Davao's Dennis Uy, Ilocos' Chavit Singson, and PT&T Battle for Third Telco
Only three groups of companies submitted bids to the inter-agency committee in charge of the selection process for the third major telco player in the country as of 10 a.m. on Wednesday, November 7, the deadline for submission.
That is way below the 10 companies that purchased bid documents from the Department of Information and Communications Technology (DICT) in the past month.
According to reports, the consortium of Davao-based businessman Dennis Uy’s Udenna Corp. and its subsidiary, Chelsea Logistics Holdings Corp. together with China Telecom, was the first to submit bid documents on Wednesday. The newly formed consortium called Mislatel submitted four pieces of luggage full of documents to the selection committee.
Shortly after, representatives of Mindanao-based consortium TierOne Communications, which includes former Ilocos Governor’s Luis “Chavit” Singson’s group of companies, submitted their bid through a company called Sear Telecommunications Inc.
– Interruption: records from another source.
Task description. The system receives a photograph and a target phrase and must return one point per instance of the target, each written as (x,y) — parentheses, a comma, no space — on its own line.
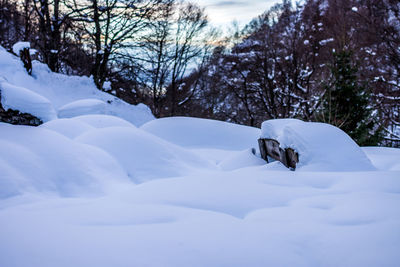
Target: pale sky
(223,12)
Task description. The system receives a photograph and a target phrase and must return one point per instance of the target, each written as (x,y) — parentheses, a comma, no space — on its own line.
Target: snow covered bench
(270,148)
(310,146)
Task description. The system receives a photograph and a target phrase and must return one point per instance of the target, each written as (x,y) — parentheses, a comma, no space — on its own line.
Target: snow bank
(70,128)
(36,159)
(61,90)
(203,133)
(321,147)
(82,107)
(384,158)
(103,121)
(26,101)
(143,155)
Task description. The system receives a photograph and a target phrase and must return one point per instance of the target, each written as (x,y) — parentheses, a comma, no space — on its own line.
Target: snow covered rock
(321,147)
(19,46)
(82,107)
(143,155)
(26,101)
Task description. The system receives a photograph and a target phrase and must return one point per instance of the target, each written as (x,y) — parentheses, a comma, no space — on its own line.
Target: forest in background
(334,61)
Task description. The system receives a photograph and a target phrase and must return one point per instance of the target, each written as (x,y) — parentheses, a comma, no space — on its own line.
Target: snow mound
(384,158)
(82,107)
(26,101)
(36,159)
(61,90)
(17,47)
(70,128)
(321,147)
(203,133)
(242,159)
(143,155)
(103,121)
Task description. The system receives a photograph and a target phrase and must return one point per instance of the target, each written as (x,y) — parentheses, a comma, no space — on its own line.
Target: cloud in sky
(223,4)
(223,12)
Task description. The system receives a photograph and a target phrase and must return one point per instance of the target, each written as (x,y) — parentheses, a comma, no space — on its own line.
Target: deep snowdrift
(321,147)
(96,190)
(69,95)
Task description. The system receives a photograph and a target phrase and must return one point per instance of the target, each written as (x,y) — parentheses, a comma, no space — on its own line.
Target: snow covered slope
(97,190)
(321,147)
(69,95)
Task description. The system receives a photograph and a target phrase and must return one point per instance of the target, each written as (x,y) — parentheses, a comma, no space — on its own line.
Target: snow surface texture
(321,147)
(86,191)
(82,107)
(96,190)
(70,95)
(26,101)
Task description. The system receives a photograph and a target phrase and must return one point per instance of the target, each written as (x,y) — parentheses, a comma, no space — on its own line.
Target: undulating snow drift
(97,190)
(69,95)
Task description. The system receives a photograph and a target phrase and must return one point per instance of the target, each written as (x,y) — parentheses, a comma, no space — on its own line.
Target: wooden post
(270,148)
(26,59)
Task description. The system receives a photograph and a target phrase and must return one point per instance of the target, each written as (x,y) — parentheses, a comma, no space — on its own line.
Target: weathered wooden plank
(271,148)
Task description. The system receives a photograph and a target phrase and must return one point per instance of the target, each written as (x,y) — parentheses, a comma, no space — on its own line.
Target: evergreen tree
(346,103)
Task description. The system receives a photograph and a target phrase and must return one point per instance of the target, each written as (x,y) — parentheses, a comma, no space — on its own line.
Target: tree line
(335,61)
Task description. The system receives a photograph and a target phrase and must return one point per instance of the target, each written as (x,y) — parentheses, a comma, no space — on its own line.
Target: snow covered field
(92,189)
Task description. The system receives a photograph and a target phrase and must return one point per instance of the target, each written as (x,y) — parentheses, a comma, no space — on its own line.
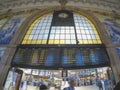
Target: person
(71,85)
(117,87)
(100,85)
(43,87)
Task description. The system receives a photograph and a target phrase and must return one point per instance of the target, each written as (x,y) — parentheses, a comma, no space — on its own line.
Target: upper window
(42,31)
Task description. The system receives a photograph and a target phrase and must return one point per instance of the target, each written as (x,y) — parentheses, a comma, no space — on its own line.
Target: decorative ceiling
(6,5)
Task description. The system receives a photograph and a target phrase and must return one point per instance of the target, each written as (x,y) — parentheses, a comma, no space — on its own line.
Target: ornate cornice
(5,5)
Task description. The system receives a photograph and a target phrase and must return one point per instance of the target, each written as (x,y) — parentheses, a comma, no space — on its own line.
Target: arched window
(42,31)
(61,39)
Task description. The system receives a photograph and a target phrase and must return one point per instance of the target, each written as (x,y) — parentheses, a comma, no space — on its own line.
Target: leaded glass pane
(42,31)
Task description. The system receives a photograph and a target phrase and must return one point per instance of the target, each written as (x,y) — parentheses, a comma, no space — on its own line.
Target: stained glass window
(41,31)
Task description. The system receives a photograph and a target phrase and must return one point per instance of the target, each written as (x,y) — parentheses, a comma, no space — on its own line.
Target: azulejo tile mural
(118,51)
(2,21)
(113,29)
(10,28)
(2,50)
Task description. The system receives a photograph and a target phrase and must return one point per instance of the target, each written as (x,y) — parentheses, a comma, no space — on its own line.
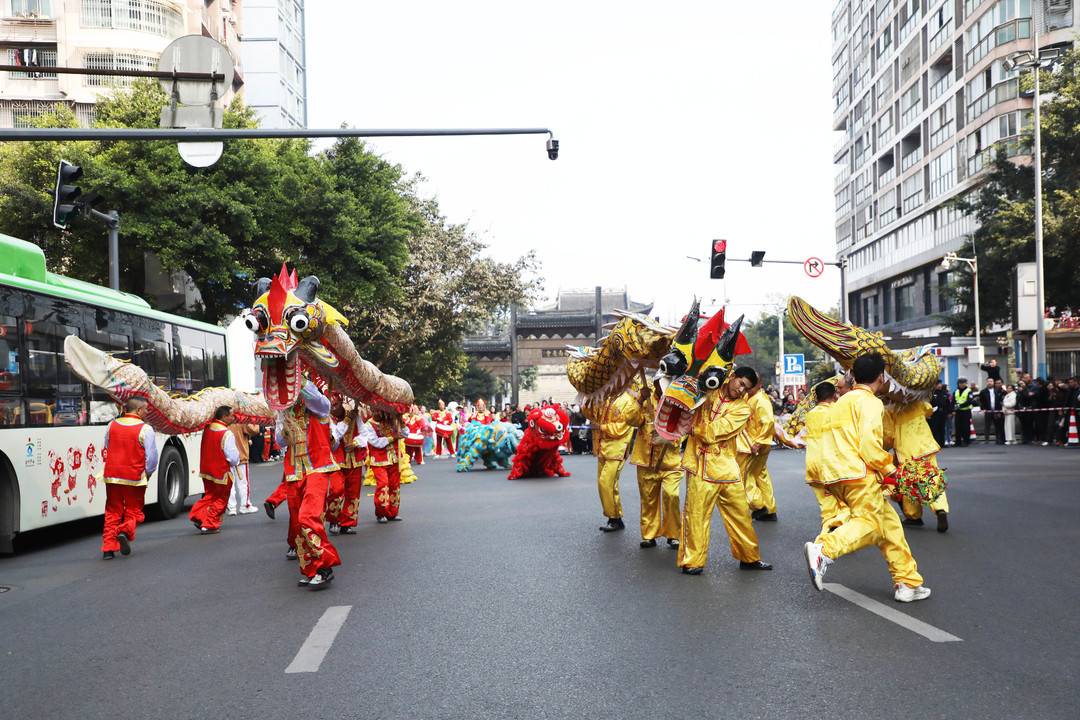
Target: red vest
(382,457)
(213,464)
(125,462)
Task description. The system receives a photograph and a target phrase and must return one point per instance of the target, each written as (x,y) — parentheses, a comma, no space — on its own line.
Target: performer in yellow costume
(753,446)
(611,435)
(907,432)
(659,474)
(833,513)
(853,464)
(713,478)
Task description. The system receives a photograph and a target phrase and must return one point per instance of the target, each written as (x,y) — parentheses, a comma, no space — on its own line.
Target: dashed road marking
(927,630)
(314,649)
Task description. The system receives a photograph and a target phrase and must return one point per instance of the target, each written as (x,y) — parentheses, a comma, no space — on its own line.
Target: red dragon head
(551,424)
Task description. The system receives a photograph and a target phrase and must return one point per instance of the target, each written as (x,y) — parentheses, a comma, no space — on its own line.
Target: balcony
(18,30)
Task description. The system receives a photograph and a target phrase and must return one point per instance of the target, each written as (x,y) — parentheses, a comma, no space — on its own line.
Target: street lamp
(947,262)
(1035,59)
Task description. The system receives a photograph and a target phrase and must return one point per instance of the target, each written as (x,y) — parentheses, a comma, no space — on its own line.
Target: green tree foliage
(761,334)
(1004,207)
(409,282)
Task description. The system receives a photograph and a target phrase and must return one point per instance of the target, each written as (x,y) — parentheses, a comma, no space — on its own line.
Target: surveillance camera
(552,149)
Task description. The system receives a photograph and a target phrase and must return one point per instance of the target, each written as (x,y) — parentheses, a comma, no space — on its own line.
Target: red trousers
(313,547)
(208,510)
(444,444)
(335,497)
(388,494)
(123,511)
(280,494)
(350,510)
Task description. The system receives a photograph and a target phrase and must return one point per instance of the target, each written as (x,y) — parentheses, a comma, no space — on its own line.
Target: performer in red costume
(381,433)
(305,429)
(217,460)
(131,457)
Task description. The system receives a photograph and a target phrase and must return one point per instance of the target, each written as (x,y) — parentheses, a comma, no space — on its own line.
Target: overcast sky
(678,123)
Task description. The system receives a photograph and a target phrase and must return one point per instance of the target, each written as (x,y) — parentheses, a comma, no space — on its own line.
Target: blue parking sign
(795,364)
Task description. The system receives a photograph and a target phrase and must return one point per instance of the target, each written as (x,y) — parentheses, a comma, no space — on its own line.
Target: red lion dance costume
(538,452)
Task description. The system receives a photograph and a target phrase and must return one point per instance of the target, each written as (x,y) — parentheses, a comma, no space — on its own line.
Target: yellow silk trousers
(607,483)
(913,508)
(833,514)
(758,484)
(730,499)
(873,521)
(660,511)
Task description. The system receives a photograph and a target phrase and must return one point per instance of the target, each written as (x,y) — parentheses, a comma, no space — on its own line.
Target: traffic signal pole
(111,219)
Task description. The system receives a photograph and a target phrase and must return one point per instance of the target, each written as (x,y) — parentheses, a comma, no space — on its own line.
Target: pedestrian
(713,478)
(240,496)
(963,402)
(217,460)
(854,462)
(131,458)
(752,452)
(611,446)
(659,473)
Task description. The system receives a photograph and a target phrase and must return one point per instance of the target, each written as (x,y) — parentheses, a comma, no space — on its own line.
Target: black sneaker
(613,525)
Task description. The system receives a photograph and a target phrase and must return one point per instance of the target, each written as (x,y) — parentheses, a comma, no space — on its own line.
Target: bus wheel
(172,486)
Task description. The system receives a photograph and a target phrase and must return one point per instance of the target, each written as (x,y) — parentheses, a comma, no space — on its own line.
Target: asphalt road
(498,599)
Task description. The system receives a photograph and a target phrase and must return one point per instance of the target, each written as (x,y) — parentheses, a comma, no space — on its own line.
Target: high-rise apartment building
(96,34)
(274,62)
(923,102)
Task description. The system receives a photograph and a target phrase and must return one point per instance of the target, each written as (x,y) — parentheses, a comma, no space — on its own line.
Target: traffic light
(65,193)
(719,255)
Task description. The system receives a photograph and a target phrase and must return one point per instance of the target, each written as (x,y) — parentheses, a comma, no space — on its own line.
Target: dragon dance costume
(753,446)
(296,333)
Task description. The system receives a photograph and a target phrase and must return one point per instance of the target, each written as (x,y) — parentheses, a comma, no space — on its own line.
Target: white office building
(923,102)
(96,34)
(274,66)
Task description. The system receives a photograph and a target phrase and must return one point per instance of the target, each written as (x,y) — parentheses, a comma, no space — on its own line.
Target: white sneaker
(817,564)
(905,594)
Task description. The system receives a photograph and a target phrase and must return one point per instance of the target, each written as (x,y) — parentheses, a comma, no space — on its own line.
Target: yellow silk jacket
(649,451)
(711,448)
(907,432)
(852,447)
(759,428)
(817,424)
(612,426)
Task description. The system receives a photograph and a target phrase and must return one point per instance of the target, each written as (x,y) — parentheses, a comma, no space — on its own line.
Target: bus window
(11,411)
(10,380)
(217,365)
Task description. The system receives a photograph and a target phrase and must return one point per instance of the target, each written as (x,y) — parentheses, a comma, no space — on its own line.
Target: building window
(31,9)
(107,59)
(152,16)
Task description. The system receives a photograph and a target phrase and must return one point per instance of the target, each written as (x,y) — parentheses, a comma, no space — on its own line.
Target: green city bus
(52,424)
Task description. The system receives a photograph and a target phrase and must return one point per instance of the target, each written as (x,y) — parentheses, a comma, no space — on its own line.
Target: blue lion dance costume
(494,445)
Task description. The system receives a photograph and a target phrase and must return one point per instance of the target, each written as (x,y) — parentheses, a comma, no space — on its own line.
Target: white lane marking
(319,641)
(927,630)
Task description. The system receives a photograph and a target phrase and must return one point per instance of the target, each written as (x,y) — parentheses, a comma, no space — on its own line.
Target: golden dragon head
(910,372)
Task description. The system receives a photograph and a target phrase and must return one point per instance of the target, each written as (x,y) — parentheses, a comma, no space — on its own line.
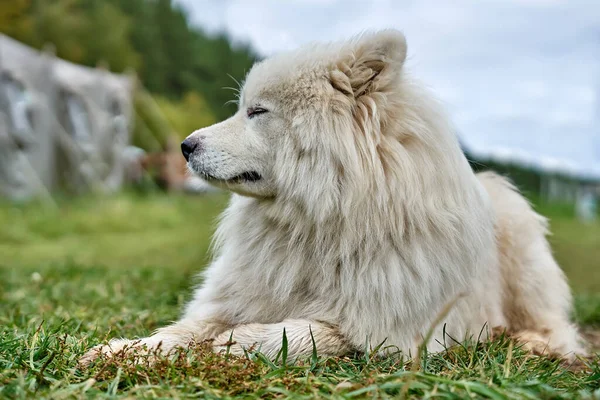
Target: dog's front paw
(113,348)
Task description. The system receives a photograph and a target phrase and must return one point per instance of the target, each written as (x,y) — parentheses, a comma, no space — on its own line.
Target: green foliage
(190,72)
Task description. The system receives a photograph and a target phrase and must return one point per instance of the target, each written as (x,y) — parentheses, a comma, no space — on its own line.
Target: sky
(520,78)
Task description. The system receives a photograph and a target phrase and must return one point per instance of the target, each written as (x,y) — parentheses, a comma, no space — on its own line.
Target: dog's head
(305,120)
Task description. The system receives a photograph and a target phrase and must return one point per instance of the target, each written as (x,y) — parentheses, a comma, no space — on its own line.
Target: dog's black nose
(187,147)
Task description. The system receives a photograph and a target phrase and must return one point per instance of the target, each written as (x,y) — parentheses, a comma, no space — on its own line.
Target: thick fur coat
(356,218)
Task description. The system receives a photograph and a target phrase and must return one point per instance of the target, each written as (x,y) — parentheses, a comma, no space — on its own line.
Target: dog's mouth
(248,176)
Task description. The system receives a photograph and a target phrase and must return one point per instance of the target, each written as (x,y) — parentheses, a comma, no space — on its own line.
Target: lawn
(96,268)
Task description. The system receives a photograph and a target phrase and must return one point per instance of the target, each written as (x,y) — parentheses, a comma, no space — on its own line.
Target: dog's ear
(369,63)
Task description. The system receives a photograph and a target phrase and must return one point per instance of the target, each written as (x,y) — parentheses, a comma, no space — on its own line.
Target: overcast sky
(515,74)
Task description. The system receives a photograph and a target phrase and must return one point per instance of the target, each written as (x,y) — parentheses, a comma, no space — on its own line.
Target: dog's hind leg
(537,300)
(268,339)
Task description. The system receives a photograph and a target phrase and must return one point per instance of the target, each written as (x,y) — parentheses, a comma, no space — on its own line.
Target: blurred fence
(62,126)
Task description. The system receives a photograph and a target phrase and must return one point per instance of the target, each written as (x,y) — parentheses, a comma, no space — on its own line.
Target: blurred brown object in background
(167,167)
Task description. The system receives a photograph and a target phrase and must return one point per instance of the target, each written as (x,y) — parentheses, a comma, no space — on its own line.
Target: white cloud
(513,73)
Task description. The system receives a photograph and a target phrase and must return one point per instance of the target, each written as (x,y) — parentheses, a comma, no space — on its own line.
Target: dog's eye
(254,111)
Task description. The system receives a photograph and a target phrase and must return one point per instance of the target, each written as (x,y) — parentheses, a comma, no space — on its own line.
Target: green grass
(97,268)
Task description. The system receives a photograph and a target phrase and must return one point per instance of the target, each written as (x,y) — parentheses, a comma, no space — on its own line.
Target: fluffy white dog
(356,218)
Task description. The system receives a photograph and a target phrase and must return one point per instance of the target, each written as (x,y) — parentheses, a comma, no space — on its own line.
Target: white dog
(356,218)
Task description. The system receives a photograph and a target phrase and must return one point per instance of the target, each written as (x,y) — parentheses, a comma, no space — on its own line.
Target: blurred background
(95,96)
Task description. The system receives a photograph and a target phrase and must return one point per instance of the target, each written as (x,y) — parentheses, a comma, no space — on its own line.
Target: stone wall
(62,126)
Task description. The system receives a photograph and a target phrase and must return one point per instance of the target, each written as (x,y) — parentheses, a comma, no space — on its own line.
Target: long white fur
(367,221)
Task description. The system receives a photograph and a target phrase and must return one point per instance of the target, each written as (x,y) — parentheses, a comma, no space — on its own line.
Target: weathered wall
(62,126)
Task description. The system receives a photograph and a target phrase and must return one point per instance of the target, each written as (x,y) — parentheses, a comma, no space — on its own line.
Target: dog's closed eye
(251,112)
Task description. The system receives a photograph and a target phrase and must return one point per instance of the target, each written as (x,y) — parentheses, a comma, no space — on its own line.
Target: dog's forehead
(292,71)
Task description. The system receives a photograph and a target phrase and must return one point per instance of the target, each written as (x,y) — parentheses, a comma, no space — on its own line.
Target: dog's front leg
(163,341)
(268,339)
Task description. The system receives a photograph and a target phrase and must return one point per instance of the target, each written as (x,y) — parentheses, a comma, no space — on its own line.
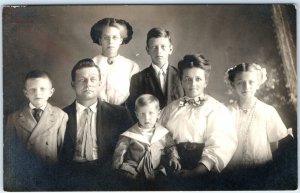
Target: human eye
(188,79)
(239,82)
(105,38)
(164,47)
(80,80)
(153,47)
(31,90)
(94,79)
(198,79)
(115,37)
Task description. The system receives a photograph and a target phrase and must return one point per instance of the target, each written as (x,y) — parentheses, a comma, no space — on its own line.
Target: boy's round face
(38,91)
(86,84)
(148,115)
(111,40)
(193,82)
(159,50)
(246,84)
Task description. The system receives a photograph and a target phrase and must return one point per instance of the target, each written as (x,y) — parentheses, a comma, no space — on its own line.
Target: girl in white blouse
(258,125)
(116,70)
(201,126)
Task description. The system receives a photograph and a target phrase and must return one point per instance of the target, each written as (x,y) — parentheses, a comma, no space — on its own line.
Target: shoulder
(173,106)
(56,110)
(213,105)
(97,58)
(127,61)
(265,108)
(16,114)
(173,69)
(111,108)
(143,73)
(70,108)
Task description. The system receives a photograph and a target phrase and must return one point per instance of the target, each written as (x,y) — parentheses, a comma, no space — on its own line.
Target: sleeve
(170,148)
(121,149)
(135,69)
(61,131)
(127,121)
(220,140)
(164,116)
(276,129)
(134,92)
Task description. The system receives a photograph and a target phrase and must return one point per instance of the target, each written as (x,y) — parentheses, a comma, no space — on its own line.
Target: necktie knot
(198,101)
(88,111)
(162,80)
(37,114)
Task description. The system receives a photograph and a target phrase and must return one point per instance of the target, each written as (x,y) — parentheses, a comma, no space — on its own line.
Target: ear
(158,114)
(100,41)
(25,92)
(52,90)
(73,84)
(232,85)
(171,49)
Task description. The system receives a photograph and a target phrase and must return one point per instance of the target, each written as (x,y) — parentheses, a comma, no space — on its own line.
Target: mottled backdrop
(54,38)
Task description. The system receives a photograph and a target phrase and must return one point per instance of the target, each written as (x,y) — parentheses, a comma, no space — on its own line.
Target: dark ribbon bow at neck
(146,165)
(198,101)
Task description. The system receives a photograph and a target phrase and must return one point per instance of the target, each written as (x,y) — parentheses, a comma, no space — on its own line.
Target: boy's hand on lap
(175,164)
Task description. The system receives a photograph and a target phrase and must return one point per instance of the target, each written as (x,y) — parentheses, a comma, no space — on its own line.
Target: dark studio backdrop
(54,38)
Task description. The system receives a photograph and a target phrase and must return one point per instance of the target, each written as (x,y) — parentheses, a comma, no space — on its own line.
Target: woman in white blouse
(116,70)
(200,125)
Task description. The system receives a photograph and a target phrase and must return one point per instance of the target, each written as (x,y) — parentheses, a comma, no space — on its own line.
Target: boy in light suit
(160,78)
(39,126)
(33,138)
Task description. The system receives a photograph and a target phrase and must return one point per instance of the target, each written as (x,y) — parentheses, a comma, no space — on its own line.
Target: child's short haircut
(194,61)
(245,67)
(124,27)
(146,99)
(158,33)
(37,74)
(84,63)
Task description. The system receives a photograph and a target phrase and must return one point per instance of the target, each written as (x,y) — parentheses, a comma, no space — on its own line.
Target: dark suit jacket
(112,120)
(146,82)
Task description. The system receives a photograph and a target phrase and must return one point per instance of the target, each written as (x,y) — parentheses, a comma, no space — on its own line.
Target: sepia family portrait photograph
(157,97)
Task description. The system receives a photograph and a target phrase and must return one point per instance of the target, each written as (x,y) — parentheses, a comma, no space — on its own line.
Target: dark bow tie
(198,101)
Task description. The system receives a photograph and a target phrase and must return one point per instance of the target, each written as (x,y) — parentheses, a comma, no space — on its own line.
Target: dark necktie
(37,114)
(85,136)
(191,101)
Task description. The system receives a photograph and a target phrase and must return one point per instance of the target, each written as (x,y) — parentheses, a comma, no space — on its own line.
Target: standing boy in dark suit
(92,132)
(160,78)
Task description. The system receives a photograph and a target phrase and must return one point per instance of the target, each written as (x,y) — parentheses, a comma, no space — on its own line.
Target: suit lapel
(72,122)
(153,82)
(26,119)
(100,126)
(46,122)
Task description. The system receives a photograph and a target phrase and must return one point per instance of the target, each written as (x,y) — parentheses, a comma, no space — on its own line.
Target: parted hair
(194,61)
(245,67)
(146,99)
(158,33)
(124,27)
(84,63)
(37,74)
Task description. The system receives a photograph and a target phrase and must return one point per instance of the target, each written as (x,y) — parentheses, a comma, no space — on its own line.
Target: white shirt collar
(80,107)
(42,107)
(163,68)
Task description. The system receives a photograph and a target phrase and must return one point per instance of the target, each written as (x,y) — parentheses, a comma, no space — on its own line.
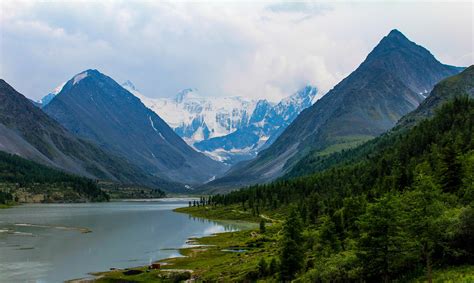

Based on Securities and Exchange Commission (SEC) records, the firm was founded in 1996.
Local telco firm Philippine Telegraph and Telephone Co. (PT&T) completed the list of bidders. The day before, it sued the National Telecommunications Commission (NTC) to compel the telecoms regulator to issue a certification that PT&T met a key bidding requirement i.e. that it has at least 10 years of technical capability as a telecoms provider on a national scale.
According to a report by ABS-CBN News Channel, representatives of NOW Corp. were already present in the National Telecommunications Commission (NTC) office in Quezon City with bid documents on hand on Wednesday but decided not to submit a bid on the advice of their legal team. NOW Corp. had also filed a legal suit questioning some of the additional provisions in the final version of the DICT’s terms of reference governing the third telco selection process.
The consortium of Converge ICT Solutions, South Korean telecommunications giant KT Corp. and Teltech also opted out of the running for the third telco bid early Wednesday as they felt the venture is “commercially unviable.”
In a statement, the consortium said they felt the demands and penalties to be imposed on the prospective third telco player were unfair in contrast to the conditions set against the existing industry players.
“The terms of reference [for the selection process] is skewed to encourage the new major player to compete in territories that are already served by providing services that are costlier to maintain, thereby driving competition at the higher end but smaller range of the consumer market,” the statement read.
Still, the inter-agency committee guiding the selection process is going through the procedure as planned. The deadline of submission of bid documents—10 in the morning on November 7—was strictly enforced. The committee is now expected to go through the bid documents and “provisionally name” the new major player within the day at the earliest.